Tentar levar mais transparência e meritocracia para as empresas estatais é um objetivo louvável do governo Temer, que já marca uma gritante diferença em relação ao anterior. Sabemos que o PT encarou todas as estatais como braços partidários, como instrumentos de uso eleitoral e também para enriquecimento ilícito de seus membros. Por isso mesmo a sociedade exige uma resposta, e a Lei das Estatais é um bom começo.
Em seu editorial de hoje, a Gazeta do Povo fala do assunto, e lamenta que o básico – uma visão mais republicana do estado, prevista inclusive na Constituição – não seja a regra, e sim a exceção:
A intenção é estabelecer os primeiros critérios de mérito, salvo aqueles cujos acessos são regidos por concurso, para a definição de gestores. Nada mais republicano – no autêntico sentido da res publica –, portanto, num país que se viu vítima de terra arrasada em decorrência do desrespeito e do assalto à coisa pública, numa nação conhecida pela habilidade com que as leis servem para ser violadas. Desta forma, convém que vejamos a elogiável Lei das Estatais como um passo importante para a melhoria qualitativa e moral da governança pública.
Passo importante, mas não necessariamente o instrumento definitivo e infalível para o resgate definitivo da ordem meritocrática. Afinal, olhos ambiciosos certamente continuarão à caça das oportunidades de poder e do dinheiro farto e fácil da esfera pública, como, aliás, se tornou claro quando a Câmara dos Deputados introduziu infinidade de emendas ao projeto original do Senado e que, de tantas brechas arquitetadas, desfiguravam por completo o seu espírito. Felizmente, ao voltar à votação no Senado e à sanção presidencial, fez-se o retorno ao bom caminho, com algumas concessões que não chegaram a desvirtuá-lo.

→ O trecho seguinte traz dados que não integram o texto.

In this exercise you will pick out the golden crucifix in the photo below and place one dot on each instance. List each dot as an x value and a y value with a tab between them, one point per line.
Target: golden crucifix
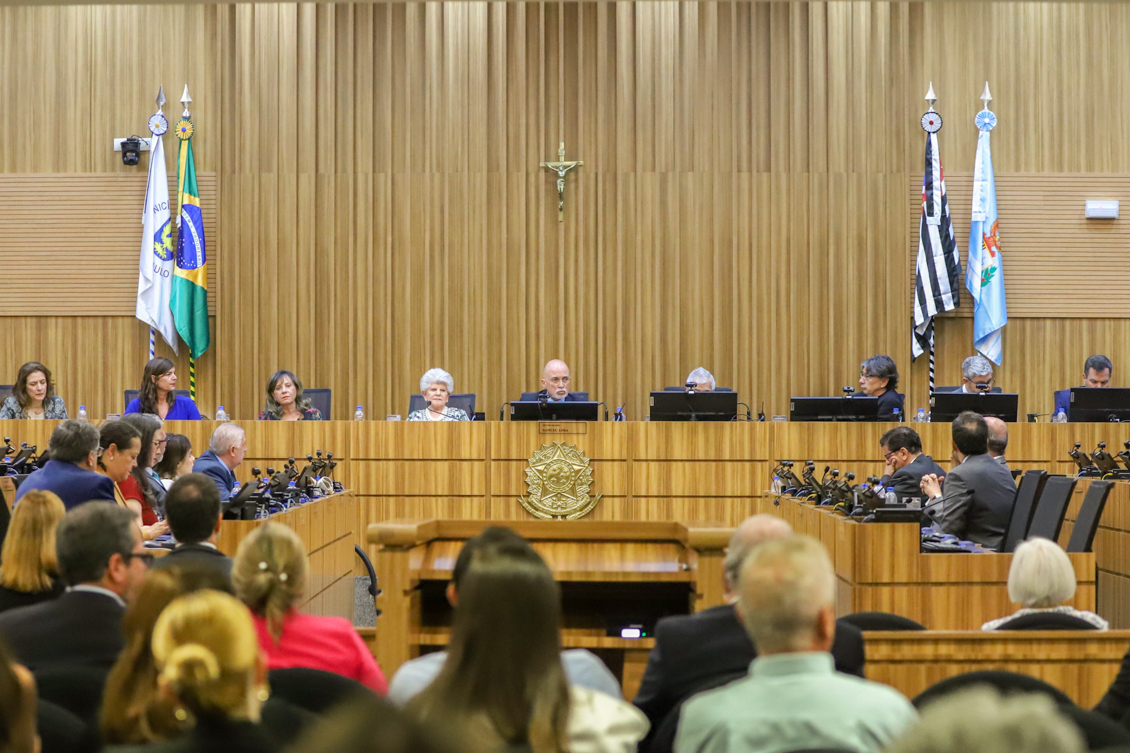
561	167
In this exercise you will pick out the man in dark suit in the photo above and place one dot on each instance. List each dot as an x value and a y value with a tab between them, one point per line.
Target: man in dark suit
69	474
711	647
902	449
102	559
976	500
225	452
194	515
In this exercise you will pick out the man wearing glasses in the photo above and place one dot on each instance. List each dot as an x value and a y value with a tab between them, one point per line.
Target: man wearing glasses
102	559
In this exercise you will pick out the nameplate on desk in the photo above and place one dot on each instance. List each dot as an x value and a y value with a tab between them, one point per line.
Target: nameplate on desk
563	427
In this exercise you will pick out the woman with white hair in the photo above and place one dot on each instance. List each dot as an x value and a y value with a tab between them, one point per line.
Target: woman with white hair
436	387
1041	579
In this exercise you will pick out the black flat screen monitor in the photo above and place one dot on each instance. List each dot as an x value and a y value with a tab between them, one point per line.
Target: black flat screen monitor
948	405
1098	405
535	410
694	406
837	408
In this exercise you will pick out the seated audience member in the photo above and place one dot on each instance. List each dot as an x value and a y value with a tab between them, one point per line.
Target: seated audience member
33	396
976	374
28	563
981	719
581	667
146	485
1096	372
792	698
103	561
998	439
285	400
905	465
1041	579
210	668
194	515
177	459
156	395
975	501
503	685
269	574
70	474
436	387
878	377
702	379
225	452
710	648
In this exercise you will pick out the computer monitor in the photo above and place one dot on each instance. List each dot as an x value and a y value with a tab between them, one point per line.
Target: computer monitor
536	410
1098	405
694	406
835	408
948	405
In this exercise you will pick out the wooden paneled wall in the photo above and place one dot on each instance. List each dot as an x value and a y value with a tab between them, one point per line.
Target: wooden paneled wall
742	204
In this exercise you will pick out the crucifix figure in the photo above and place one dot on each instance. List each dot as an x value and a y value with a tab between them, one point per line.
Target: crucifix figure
561	167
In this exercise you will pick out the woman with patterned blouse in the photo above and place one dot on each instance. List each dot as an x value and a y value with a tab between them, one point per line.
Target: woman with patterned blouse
436	386
33	396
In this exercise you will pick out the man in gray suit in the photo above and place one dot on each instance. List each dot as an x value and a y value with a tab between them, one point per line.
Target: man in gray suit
976	500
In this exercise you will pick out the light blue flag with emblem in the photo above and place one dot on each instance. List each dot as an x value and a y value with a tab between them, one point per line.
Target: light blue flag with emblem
984	271
155	279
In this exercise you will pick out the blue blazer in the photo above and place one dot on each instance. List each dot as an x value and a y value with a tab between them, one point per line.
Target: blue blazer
183	409
71	484
211	466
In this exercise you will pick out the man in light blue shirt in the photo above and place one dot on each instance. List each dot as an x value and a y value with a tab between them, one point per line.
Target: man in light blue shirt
792	698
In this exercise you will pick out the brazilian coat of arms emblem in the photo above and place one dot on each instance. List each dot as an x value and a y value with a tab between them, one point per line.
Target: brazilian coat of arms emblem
557	484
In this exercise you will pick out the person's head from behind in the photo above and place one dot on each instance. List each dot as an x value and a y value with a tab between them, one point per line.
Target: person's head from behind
503	672
1096	371
229	443
976	374
193	509
100	544
981	719
177	459
971	434
1041	574
749	535
269	573
28	562
788	596
901	446
76	441
207	655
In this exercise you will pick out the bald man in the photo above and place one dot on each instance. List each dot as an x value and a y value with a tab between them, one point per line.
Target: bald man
710	648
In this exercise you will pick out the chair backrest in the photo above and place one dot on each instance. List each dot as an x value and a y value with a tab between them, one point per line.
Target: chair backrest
1029	490
880	621
466	403
320	398
1086	524
1048	519
132	394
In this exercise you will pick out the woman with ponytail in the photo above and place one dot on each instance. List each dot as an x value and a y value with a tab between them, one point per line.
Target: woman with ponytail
269	574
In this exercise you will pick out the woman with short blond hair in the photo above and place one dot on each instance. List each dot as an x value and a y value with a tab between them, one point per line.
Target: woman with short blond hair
28	565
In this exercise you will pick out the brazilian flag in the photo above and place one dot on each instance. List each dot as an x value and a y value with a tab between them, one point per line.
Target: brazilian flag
189	299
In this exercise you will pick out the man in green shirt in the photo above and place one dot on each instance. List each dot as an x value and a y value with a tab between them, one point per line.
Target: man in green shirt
792	698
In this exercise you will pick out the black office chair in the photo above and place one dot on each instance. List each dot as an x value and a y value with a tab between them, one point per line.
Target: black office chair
464	401
1027	493
883	621
1091	511
1048	519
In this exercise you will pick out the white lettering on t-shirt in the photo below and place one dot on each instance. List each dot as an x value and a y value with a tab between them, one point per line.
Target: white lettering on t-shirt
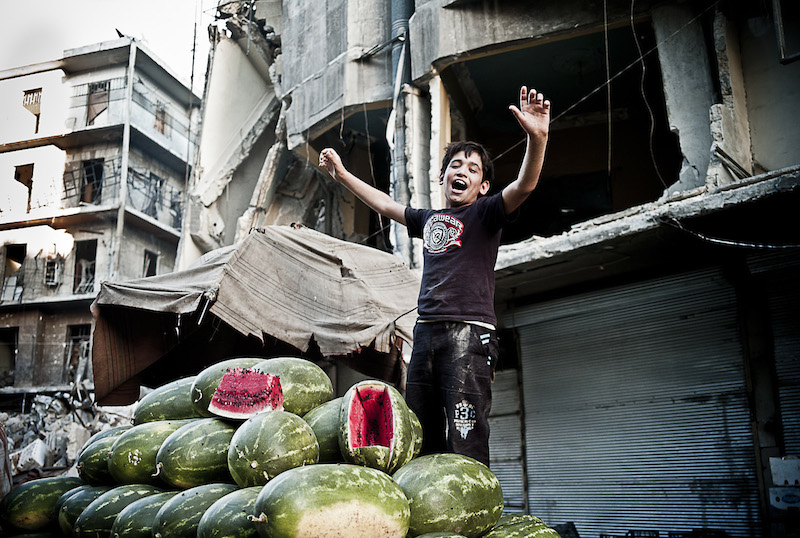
441	232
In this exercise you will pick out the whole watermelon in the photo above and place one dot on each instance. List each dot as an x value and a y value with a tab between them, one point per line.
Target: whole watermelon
269	444
324	420
450	493
207	381
304	384
97	519
136	519
180	516
72	506
323	500
133	455
170	401
196	454
31	505
376	428
231	516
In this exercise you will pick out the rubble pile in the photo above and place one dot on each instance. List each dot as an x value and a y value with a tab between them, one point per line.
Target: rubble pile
45	440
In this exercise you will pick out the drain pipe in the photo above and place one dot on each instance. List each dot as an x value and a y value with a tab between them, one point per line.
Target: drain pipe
401	67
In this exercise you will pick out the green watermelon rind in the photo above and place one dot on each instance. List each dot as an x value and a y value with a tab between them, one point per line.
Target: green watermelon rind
72	507
170	401
304	384
31	505
196	454
136	519
133	455
451	493
98	518
387	459
231	516
180	516
268	444
324	420
207	381
313	497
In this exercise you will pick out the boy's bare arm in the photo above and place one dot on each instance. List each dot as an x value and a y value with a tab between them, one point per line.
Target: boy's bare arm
533	116
376	199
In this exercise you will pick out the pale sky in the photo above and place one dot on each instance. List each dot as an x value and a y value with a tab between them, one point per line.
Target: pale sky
40	30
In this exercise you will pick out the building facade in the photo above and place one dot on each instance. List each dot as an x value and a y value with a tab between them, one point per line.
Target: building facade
95	151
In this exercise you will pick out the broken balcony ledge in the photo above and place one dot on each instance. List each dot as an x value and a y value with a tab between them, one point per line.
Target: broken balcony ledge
634	220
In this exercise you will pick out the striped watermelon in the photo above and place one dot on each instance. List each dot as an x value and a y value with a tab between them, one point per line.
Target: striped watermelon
521	526
304	384
136	519
168	402
450	493
327	500
180	516
98	518
207	381
268	444
324	420
196	454
375	427
72	507
231	516
133	455
31	505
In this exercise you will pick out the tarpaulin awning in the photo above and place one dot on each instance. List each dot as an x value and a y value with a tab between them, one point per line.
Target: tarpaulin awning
292	284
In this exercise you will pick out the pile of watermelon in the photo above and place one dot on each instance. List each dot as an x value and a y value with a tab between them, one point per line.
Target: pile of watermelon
254	447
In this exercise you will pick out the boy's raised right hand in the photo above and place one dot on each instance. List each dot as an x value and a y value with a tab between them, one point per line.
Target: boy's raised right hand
330	160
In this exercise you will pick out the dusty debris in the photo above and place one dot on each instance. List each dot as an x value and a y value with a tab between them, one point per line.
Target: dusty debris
45	441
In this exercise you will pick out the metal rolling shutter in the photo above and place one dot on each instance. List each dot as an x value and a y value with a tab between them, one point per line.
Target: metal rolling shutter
636	409
505	440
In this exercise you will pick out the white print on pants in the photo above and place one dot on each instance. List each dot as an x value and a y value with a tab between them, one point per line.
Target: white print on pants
464	417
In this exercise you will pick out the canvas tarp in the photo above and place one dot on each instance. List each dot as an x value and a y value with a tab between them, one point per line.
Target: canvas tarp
288	283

O que é lastimável é que o país ainda precise de leis para definir o óbvio, para fazer valer o que o simples bom senso recomendaria. E ainda mais: é lamentável que ainda precisemos de uma lei para reafirmar aquilo que a Lei Maior, a Constituição, já define claramente em seu artigo 37, onde estão inscritos os princípios que devem reger a administração pública: legalidade, impessoalidade, moralidade, publicidade e eficiência.
Eis o ponto-chave aqui: precisamos distinguir aquilo que esperamos daquilo que observamos na prática. De boas intenções o inferno está cheio, diz o ditado. O antigo CEO da IBM, autor de Who Says Elephants Can’t Dance?, dizia que acreditava naquilo que pode inspecionar (inspect), não esperar (expect). Em outras palavras: no mecanismo de incentivos.
E aqui mora o problema. Em empresas estatais, os incentivos são perversos. Não há o escrutínio dos sócios, dos donos do capital. Não há como ser mais ágil na tomada de decisões, ou agressivo nas recompensas aos eficientes e nas punições aos incompetentes. Não basta esperar que gente séria e abnegada assuma seu comando. É preciso ser realista.
Por isso mesmo o melhor caminho continua sendo a privatização. Não cabe ao estado ser empresário, banqueiro, explorador de petróleo, magnata da mídia. Não faz sentido. É perigoso. Abre caminho para uso político e ideológico, para a corrupção. O ideal é mesmo cortar o mal pela raiz: em vez de leis que tentam trazer mais transparência e meritocracia, por que não vender logo todas as estatais?